The noise, in this important day, was deafening: The French crowd at high volume, La Marseillaise in full voice, tears pricking several players’ eyes.
Both pairs started at full throttle, too, with just two points dropped on serve in the first five games. But in the blink of an eye, Wawrinka burst the match open with his signature down-the-line backhand, the one that had wrecked havoc over Tsonga the day before, and it was two break points against the French. The Swiss pummelled the ball at their opponents to convert, and would sail to the opening set, 6-3, in half an hour, via one flamboyant smash from Federer that would make or break his back.
It appeared to make it, as time and again he blanketed the net, smashing here, picking off angled volleys there, and serving better than he had since the start of the ATP World Tour Finals.
It was Wawrinka’s serve, in fact, that came under pressure in the second set—not helped by a sudden clutch of Federer volley errors—but they fought off break points in the fourth game and again in the eighth.
The French were playing aggressive and smart tennis but could not break back. Benneteau came up with some great serving to stave off break points for 5-4, but Gasquet could not do the same at 5-5 in the face of some stunning first-strike returns of serve, first by Wawrinka with a forehand down the line, then by Federer on the backhand. The Swiss served out the set, 7-5.

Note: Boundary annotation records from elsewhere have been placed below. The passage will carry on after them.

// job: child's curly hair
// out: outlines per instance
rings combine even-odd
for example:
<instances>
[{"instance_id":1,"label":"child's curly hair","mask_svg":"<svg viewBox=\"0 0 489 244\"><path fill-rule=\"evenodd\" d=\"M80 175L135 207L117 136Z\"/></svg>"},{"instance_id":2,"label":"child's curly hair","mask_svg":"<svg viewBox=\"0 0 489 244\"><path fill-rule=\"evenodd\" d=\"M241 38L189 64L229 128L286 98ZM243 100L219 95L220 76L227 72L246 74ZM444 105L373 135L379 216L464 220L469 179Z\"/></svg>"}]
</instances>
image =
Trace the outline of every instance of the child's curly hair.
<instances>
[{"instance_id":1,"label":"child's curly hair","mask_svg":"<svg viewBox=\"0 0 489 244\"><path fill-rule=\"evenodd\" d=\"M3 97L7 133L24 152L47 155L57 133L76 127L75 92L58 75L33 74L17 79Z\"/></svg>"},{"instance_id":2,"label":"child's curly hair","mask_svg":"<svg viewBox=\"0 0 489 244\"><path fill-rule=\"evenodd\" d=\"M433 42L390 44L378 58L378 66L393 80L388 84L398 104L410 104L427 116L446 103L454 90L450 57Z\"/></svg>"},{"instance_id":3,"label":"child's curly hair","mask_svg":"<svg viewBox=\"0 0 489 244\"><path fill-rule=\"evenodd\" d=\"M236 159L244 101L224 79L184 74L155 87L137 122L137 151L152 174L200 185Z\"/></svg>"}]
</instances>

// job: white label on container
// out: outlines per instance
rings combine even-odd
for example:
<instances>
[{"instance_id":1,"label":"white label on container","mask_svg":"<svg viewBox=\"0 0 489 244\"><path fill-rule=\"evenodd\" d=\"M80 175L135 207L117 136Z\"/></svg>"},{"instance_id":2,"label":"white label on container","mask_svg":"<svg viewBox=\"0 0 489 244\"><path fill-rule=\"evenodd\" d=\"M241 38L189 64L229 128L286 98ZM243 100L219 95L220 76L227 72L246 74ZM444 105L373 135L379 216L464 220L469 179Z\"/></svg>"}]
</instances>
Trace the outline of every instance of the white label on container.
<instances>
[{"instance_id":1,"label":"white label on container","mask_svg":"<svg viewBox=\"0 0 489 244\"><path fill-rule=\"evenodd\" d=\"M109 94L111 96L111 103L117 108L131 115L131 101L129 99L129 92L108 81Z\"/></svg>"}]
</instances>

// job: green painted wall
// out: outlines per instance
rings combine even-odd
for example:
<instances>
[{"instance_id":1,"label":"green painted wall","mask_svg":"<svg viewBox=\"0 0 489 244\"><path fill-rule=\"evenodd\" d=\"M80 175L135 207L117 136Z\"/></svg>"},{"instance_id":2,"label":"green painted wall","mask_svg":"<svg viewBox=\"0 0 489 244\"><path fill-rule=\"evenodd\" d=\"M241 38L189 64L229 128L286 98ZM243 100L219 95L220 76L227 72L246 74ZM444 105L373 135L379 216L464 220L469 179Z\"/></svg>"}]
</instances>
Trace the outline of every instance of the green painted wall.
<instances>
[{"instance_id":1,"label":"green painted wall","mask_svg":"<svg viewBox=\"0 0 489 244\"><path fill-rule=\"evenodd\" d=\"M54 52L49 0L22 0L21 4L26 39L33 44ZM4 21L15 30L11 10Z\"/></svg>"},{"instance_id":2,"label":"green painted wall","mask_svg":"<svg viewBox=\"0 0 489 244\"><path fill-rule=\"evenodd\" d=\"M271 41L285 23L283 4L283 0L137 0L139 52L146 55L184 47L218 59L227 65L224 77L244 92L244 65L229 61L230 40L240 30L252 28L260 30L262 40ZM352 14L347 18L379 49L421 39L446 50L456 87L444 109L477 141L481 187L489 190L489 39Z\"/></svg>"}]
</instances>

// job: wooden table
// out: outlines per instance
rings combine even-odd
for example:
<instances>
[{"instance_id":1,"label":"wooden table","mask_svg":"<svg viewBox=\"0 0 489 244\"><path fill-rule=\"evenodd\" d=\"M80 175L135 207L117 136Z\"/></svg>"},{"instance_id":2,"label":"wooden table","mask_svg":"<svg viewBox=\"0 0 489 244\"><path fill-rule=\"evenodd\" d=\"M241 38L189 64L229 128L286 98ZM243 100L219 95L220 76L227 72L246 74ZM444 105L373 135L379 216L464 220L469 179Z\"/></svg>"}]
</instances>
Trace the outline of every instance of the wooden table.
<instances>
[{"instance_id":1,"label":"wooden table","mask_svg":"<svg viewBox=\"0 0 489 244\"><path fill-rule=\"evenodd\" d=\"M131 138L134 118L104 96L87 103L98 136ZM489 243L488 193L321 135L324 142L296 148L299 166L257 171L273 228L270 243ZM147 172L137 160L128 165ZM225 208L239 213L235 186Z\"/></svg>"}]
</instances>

The break came sooner in the third, with the Swiss looking every inch the combo with an Olympic gold to their names. The confidence oozed from every play, and they began to afford themselves smiles amid the verbal exchanges between points. They powered back from 40-0 to deuce, creating two break points in the third game, but Gasquet—the quietest player on the court—rose to the challenge, and it would be Benneteau who lost his serve.
Then in an unfortunate twist in the story, the soon-to-be-33 Benneteau needed treatment to his back at 4-3 down, while the 33-year-old Federer’s back, in contrast, now seemed to pose no problem.
It was, though, Wawrinka who took the final plaudits: He held to love, and with Federer serving, he also made three backhand volley winners in the final match-winning game, 6-4.
The gamble had clearly paid off: the more Federer played, the better he got and the more uninhibited Wawrinka became. As ‘Stan the Man’ said afterwards:
“We were really aggressive, we knew what we had to do… It’s easy for us to play together. We know how to communicate with each other and I have confidence in my game.”
And it produced the kind of stats that doubles teams must dream of: 67 winners to eight unforced errors—with only 20 more forced errors and no double faults.
Federer was quick to give credit to Wawrinka, and the whole team—though no doubt they were soon thanking him too: “Stan has been unbelievably supportive—Seve, and the coaching staff, thanks to them for getting me back on the court today.”
But there is a way to go before the Swiss can lift the Davis Cup for the first time. Federer could seal the deal against Tsonga in the first reverse singles—if Tsonga is fit to play, and there were rumours around Lille that he may not be at 100 per cent. Or it could all come down to the stars of the first day, Wawrinka and Monfils in the last rubber.
One thing’s for sure: It will be a great spectacle.